Moreover, while the photographic images displaced the verbal, they did not eliminate it. Both the Times and the Daily News reports of Kennedy's death were full of eyewitness accounts, by both reporters and bystanders. These carefully label the observer's subjectivity so as not to be authorial in the old sense. The single most gripping piece is an omniscient, objective account of the emergency room action when the president was brought in. The reporter was not in the room and does not proclaim an authorial presence, but in the best tradition of objective narrative composes a story full of drama and action, mostly involving the furious and heroically competent efforts of the medical team, culminating in the tragic moment when the First Lady bids the body good-bye:


Electrodes from the machine were attached to Mr. Kennedy's left arm. But the green pinpoint of light on the scope did not waver the tiniest fraction of an inch. . . .


Mrs. Kennedy stood up. Two White House aides stood on either side of her.

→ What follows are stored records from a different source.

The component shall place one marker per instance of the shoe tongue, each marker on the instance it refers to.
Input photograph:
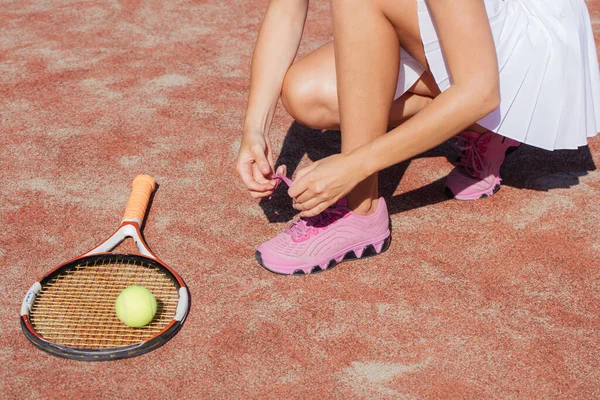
(343, 202)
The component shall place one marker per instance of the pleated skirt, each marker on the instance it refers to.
(548, 66)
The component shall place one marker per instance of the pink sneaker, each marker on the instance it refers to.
(477, 175)
(314, 244)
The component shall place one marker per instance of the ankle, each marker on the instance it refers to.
(363, 207)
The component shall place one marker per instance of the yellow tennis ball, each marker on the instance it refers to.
(136, 306)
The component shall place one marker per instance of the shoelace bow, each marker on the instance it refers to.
(471, 159)
(304, 227)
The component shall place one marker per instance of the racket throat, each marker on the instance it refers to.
(128, 229)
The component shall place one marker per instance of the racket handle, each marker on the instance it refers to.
(142, 188)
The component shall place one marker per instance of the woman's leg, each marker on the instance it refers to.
(310, 92)
(367, 34)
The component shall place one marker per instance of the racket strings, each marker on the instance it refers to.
(77, 307)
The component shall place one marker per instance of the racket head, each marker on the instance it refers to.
(70, 312)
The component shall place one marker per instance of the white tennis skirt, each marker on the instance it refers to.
(549, 77)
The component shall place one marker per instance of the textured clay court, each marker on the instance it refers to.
(498, 298)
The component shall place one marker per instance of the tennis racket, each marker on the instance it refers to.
(70, 311)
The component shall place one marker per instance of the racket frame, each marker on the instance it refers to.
(130, 228)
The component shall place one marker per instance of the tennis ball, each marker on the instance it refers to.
(136, 306)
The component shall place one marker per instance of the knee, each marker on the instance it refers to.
(309, 101)
(354, 6)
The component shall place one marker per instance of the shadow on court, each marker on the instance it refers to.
(527, 168)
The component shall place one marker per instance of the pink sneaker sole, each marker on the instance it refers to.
(359, 251)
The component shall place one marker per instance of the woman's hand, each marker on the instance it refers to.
(324, 182)
(255, 164)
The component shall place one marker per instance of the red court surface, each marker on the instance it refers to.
(497, 298)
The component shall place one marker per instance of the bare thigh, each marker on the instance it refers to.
(310, 89)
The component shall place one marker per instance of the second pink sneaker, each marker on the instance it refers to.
(311, 245)
(477, 175)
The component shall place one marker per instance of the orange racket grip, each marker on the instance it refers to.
(142, 188)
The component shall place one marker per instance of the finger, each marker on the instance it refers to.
(304, 171)
(259, 157)
(282, 170)
(258, 195)
(308, 204)
(307, 196)
(316, 210)
(246, 174)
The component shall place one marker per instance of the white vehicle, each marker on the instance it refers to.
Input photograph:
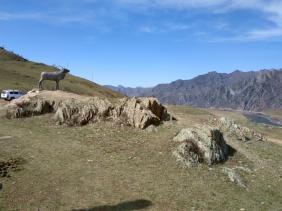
(11, 94)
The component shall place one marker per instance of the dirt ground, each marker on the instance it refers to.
(108, 167)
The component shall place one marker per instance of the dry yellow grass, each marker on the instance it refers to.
(108, 166)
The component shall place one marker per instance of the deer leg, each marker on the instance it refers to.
(40, 84)
(57, 85)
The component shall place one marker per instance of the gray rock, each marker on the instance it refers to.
(77, 110)
(205, 145)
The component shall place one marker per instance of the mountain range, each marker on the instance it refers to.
(252, 91)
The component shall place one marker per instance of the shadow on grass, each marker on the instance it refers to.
(124, 206)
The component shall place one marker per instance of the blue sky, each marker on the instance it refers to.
(145, 42)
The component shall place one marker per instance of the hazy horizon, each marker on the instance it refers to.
(144, 43)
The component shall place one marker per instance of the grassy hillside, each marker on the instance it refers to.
(111, 167)
(19, 73)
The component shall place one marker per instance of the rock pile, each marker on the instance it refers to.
(239, 131)
(205, 145)
(76, 110)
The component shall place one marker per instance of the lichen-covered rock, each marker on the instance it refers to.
(142, 112)
(205, 145)
(76, 110)
(239, 131)
(76, 113)
(30, 105)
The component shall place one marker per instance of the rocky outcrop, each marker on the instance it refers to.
(76, 110)
(238, 131)
(205, 145)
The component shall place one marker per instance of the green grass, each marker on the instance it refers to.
(17, 73)
(105, 164)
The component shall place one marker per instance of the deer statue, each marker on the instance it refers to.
(53, 76)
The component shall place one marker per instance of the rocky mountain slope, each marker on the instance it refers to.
(238, 90)
(19, 73)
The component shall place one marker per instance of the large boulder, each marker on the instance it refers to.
(142, 112)
(76, 113)
(205, 145)
(32, 104)
(77, 110)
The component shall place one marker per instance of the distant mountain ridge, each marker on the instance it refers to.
(253, 91)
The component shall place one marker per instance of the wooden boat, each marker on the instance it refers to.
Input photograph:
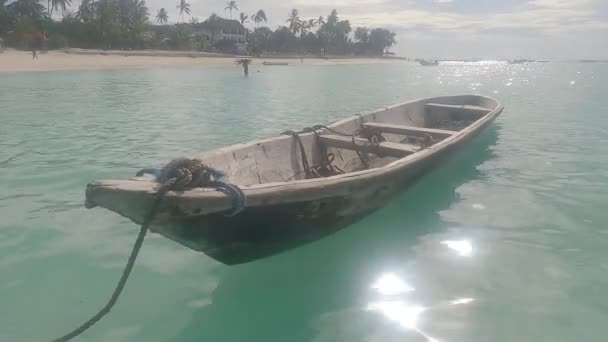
(276, 63)
(285, 207)
(425, 62)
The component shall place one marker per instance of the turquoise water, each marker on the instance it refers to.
(506, 242)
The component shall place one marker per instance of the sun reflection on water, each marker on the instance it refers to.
(462, 247)
(390, 284)
(400, 308)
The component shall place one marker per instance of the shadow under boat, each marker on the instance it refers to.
(269, 300)
(260, 232)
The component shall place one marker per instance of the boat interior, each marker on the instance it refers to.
(358, 143)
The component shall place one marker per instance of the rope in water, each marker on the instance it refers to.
(179, 174)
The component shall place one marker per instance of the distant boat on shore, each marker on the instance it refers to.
(275, 63)
(520, 61)
(425, 62)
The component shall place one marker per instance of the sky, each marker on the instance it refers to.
(541, 29)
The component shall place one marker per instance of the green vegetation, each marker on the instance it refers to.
(126, 24)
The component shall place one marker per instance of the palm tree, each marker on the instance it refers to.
(162, 16)
(86, 11)
(304, 26)
(63, 4)
(183, 7)
(259, 17)
(231, 5)
(245, 63)
(294, 21)
(244, 18)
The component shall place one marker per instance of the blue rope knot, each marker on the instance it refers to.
(185, 174)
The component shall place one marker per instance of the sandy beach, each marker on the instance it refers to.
(75, 59)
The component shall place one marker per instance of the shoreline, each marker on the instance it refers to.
(17, 61)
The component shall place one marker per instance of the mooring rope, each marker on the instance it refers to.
(179, 174)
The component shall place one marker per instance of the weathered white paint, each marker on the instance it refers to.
(269, 171)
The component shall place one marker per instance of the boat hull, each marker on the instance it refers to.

She walked toward the cart where her husband lay. The aides stayed outside.


At the foot of the cart, Mrs. Kennedy stopped. The President's feet were flush with the end of the cart, uncovered by the sheet that had been pulled over his face.


Mrs. Kennedy reached out, touched the right foot then bent down and kissed it. Then she walked along the cart and stood by the President's right shoulder. . . .


The priest turned the sheet down.


Mrs. Kennedy bent over and kissed her husband's right cheek. Then she picked up his right hand, held it in both of hers, and pressed it to her left cheek resting it on her husband's chest her head on it, as the priest intoned, in Latin, the last rites (Bruce Miller, UPI, “Team of 15 Doctors Strove to Save Kennedy at the Hospital,” Times, November 30, 1963, p. 10).


This story gets told so well because of the authority of doctors. Because the setting is medical, the aura of science provides an incontestable verity despite the story's absurdity - all the action performed on a body that all of the doctors agreed had already died before they started. The medical setting also allowed the detachment necessary to convey such intimate details.


Doctors were present as interpreters or exhibitors of the president's corpse in all these deaths. In Garfield's case, the illness was so protracted that the team of doctors, quoted on a daily basis, became well known, almost like O.J. Simpson's legal team. So naturalized was the medical discourse that it comes as a shock to read a simple eyewitness description of the corpse:


The body is so greatly shrunken that artificial means had to be resorted to give the clothes an appearance of fitting. In addition to the natural shrinking from his illness, the operations connected with the autopsy has left the body in an even more emaciated state. A plaster cast was taken of his face yesterday, as well as of his right hand. In taking the cast of the hand it was somewhat discolored, so that his hand will not be seen. The effect of the oil used upon the face prior to taking the cast disfigured the features somewhat, and slightly altered the color of the face, so that the appearance is very much less natural (“The Last View,” from the New York Evening Post, in Chicago Daily News, September 21, 1881, p. 1).


The reports about McKinley's corpse also featured remarks on decomposition. By contrast, the presence of doctors allows one to forget that a corpse is gruesome. In the more recent deaths reporters refrained from describing the corpse. In Kennedy's case, reports repeatedly referred to his living appearance - his youth and vigor, his smile and stride. In the emergency room story, JFK is just a body made available for observation by doctors. The real drama comes from the evocative description of the very much alive Jacqueline Kennedy hailing this body as a dead person.